Теперь они смотрели друг на друга почти врагами. Такого взгляда Лукьянов никогда не знал за своей женой. Она всегда смотрела на него с любовью. Элла опустила глаза и хотела перешагнуть через порог лоджии в комнату. Иван Андреевич остановил ее, схватив за руку, и спросил:

– Что с тобой случилось?

– По-моему, это с тобой случилось. – Она выдернула руку и посмотрела ему в глаза. В ее глазах любви по-прежнему не было. – Я не травмировалась.

– Ой ли! – Лукьянов невесело улыбнулся. – Похоже, что у тебя какая-то душевная травма…

– Ты ошибаешься, – выдохнула она, и Иван Андреевич удостоверился в том, что не ошибается.

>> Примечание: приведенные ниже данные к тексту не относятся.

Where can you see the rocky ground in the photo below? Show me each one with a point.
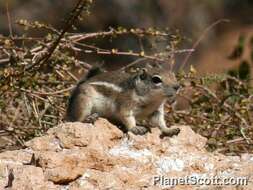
(84, 156)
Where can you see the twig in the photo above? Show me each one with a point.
(195, 45)
(9, 18)
(75, 14)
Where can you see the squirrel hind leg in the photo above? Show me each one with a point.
(79, 108)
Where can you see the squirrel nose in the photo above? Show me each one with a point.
(176, 86)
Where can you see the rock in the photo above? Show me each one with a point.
(84, 156)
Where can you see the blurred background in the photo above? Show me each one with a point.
(188, 17)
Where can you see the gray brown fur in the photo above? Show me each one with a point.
(127, 96)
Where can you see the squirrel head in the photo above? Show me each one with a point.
(153, 80)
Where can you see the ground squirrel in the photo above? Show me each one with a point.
(130, 96)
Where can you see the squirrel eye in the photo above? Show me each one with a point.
(156, 79)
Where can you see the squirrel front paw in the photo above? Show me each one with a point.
(170, 132)
(139, 130)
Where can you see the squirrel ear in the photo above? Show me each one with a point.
(143, 74)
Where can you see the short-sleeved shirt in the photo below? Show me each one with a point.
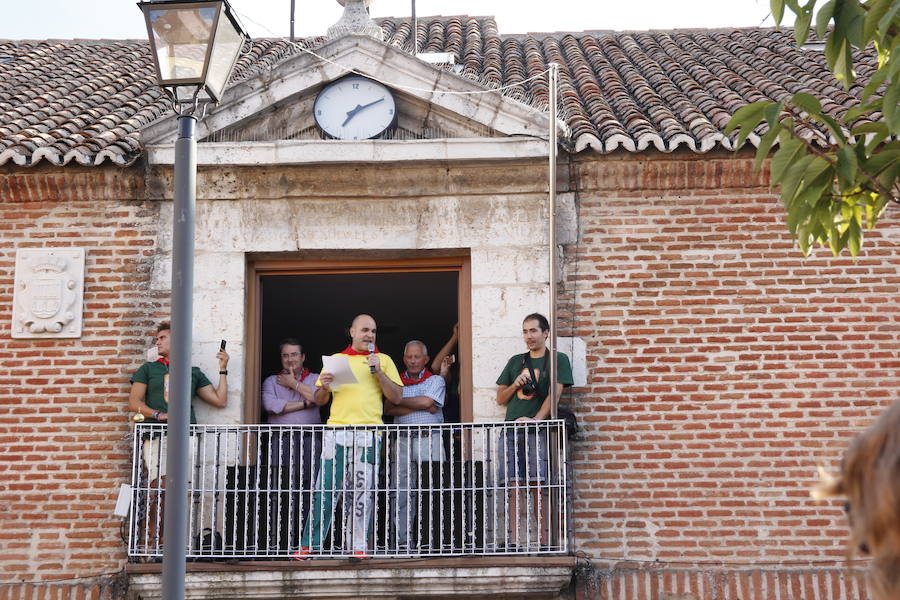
(276, 397)
(360, 403)
(433, 387)
(155, 375)
(521, 405)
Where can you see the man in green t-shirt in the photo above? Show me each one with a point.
(149, 397)
(524, 389)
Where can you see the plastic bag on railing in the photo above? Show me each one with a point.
(565, 413)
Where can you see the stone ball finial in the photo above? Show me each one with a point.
(355, 20)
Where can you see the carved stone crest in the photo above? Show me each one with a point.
(49, 293)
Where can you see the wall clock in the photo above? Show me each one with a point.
(355, 108)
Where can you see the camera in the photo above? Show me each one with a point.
(528, 388)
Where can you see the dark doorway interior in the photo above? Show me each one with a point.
(317, 310)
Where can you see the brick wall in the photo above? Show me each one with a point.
(63, 410)
(722, 365)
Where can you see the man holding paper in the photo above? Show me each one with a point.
(350, 455)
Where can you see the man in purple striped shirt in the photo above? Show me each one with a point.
(287, 398)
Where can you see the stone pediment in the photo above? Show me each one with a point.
(277, 105)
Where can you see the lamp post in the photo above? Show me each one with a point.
(195, 45)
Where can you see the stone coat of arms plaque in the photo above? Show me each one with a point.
(49, 293)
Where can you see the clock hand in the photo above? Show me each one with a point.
(352, 113)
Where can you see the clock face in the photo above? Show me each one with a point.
(355, 108)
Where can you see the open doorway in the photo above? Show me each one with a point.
(316, 301)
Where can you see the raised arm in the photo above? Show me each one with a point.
(446, 350)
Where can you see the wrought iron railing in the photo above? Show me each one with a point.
(282, 492)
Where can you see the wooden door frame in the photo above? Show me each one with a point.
(258, 268)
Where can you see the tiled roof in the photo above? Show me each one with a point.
(87, 100)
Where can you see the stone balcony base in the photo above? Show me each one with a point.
(501, 577)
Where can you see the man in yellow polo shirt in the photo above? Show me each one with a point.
(350, 454)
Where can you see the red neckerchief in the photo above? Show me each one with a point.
(303, 373)
(407, 380)
(350, 351)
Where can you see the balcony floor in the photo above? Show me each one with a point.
(506, 577)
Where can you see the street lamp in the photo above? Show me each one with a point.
(194, 45)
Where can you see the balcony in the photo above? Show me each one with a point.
(305, 502)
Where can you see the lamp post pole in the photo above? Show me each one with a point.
(178, 454)
(194, 45)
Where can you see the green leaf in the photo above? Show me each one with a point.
(847, 167)
(788, 152)
(889, 106)
(777, 8)
(816, 190)
(807, 102)
(823, 18)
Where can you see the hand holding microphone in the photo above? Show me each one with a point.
(371, 348)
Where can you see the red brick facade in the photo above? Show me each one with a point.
(63, 421)
(722, 368)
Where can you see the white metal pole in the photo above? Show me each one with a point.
(552, 76)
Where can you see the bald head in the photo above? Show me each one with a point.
(362, 332)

Громыхнуло чуть ли не над их головами. Кот Михаил, который по своей привычке терся о ноги Лукьянова, испуганно пискнув, сиганул в комнату. Длинная извилистая молния прочертила небо почти посредине. Элла оказалась на одной половине разломленного золотистым зигзагом пространства, Лукьянов – на другой. Он подумал, что это символично, и взял жену за руку. Ему казалось, что она опять вырвет свою ладонь и останется под дождем с громом и молнией, только бы не находиться с собственным мужем наедине. Но Элла руку не вырвала, и тогда он увел ее в комнату, усадил на диван и сел рядом. Стоять он как-то быстро утомился. Сил все-таки было маловато.

– Чего ты хочешь от меня, Ваня? – в несвойственной ей нервной манере спросила Элла.

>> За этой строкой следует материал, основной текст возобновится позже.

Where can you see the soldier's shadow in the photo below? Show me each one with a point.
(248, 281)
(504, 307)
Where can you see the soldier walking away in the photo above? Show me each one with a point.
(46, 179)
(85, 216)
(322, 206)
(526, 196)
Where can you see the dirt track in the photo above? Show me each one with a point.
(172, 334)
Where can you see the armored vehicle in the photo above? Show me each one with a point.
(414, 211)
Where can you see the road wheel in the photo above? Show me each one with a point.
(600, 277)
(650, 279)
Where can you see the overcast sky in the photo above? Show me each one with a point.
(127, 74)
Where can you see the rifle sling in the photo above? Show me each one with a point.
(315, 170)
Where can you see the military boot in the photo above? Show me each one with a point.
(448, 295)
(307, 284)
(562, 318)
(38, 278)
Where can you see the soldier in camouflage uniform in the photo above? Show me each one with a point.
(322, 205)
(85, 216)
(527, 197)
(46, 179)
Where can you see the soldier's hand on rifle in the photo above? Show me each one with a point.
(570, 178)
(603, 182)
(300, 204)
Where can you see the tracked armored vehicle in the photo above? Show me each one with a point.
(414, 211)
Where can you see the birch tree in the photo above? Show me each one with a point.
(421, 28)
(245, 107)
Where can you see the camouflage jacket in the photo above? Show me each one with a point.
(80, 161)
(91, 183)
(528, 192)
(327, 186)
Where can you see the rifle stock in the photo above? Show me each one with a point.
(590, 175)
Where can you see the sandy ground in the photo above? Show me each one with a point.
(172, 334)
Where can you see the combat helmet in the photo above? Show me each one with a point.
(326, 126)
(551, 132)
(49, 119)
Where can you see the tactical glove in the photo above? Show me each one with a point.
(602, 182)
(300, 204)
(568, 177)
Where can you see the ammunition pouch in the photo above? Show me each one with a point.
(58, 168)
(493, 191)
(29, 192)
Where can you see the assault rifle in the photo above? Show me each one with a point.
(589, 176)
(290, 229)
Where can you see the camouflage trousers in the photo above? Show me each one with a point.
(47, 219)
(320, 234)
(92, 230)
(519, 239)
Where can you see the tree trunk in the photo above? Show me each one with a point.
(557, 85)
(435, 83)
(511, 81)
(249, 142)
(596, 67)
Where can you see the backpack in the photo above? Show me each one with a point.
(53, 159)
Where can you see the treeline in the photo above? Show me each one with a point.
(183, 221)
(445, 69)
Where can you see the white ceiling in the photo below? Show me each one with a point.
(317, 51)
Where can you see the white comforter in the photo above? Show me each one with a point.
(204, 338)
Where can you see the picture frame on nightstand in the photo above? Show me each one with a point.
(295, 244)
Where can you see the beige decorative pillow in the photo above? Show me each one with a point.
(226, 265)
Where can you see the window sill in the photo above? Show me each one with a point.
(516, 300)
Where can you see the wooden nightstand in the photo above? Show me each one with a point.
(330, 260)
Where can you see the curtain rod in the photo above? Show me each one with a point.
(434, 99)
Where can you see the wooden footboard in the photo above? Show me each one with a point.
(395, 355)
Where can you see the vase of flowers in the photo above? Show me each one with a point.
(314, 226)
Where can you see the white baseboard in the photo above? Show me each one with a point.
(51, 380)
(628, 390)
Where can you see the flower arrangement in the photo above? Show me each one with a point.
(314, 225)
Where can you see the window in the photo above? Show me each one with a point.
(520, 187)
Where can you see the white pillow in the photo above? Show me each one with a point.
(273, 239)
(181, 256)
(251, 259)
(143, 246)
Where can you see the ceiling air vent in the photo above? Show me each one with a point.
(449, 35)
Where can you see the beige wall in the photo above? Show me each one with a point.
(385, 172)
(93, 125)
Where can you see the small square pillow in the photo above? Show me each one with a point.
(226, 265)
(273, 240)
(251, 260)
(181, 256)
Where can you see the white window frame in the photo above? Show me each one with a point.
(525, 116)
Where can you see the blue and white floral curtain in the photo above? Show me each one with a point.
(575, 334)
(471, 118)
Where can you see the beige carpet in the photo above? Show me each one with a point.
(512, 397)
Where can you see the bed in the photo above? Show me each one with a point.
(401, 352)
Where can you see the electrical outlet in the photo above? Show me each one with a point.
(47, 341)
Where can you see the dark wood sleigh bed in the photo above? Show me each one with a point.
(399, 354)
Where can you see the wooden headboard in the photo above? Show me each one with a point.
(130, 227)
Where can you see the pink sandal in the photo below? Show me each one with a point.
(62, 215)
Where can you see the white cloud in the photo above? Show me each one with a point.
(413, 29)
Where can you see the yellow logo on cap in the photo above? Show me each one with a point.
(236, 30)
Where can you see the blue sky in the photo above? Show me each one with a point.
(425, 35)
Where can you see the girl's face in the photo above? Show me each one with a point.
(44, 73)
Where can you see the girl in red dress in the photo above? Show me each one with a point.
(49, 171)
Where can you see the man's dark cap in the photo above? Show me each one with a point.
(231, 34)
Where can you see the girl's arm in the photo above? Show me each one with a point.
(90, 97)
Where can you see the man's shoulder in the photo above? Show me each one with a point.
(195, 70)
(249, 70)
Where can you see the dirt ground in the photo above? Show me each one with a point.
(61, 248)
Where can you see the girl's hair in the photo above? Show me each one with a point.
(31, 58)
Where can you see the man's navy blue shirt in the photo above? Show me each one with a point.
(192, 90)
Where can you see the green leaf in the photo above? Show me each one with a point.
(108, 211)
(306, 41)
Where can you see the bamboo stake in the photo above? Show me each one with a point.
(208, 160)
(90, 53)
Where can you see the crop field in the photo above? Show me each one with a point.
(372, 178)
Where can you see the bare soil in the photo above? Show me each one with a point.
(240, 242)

– С тобой что-то происходит, – сказал он. – И я, кажется, догадываюсь, что…

– Что?! – вскинулась Элла, и в унисон с ее выкриком опять ударил гром. Кот, очередной раз жалобно мявкнув и топоча, как конь, пронесся в глубину комнаты и спрятался под шкаф. Лукьянов опять подумал, что это символично: гром небесный и земной кошачий галоп. Он подмигнул Михаилу, расплющившемуся в весьма узком пространстве, и сказал жене:

– У меня такое впечатление, что ты… влюбилась… разумеется, не в меня…

– Я-а-а-а?!!! – Элла так долго тянула «а», что было ясно: он попал в самое яблочко.

Порыв ветра зашвырнул в окно пригоршню капель. Обычно дождь молотил только по полу лоджии, не долетая до стекол. Сегодня непогода разыгралась не на шутку.

– Ну… не я же…

– Это не так, Ваня… Я… Я люблю только тебя! И ты знаешь это! И если сейчас я… ну то есть… мы не спим вместе… то это только лишь потому, что твое здоровье…

– Это пошло бы на пользу моему здоровью, – перебил он, поскольку был настроен говорить ей наперекор. – И мальчишки на отдыхе у бабушки с дедушкой! Все условия, а ты не хочешь.

– Я? Почему это я не хочу? Я исключительно из-за тебя… А если ты… то пожалуйста…

Элла осторожно придвинулась к нему. Потом обняла за шею и поцеловала в губы. Впервые за все годы супружества губы жены показались Лукьянову холодными и неприятно липкими. Впрочем, чего удивляться. Они же у нее, как всегда, были накрашены. Вот он, наверное, сейчас смешон, с лиловыми губами в Эллиной помаде.

– Ну сам-то меня обними, – прошептала она, и он удивился тому, что даже не подумал этого сделать.

Он обнял жену и почему-то не узнал своих ощущений. Женщина, которую он обнимал в последний раз, была другой: не такой поджарой и сильной. Та, другая, была нежной, с мягким податливым телом… Что за ерунда! С каким еще другим телом? Он не ходок по женщинам!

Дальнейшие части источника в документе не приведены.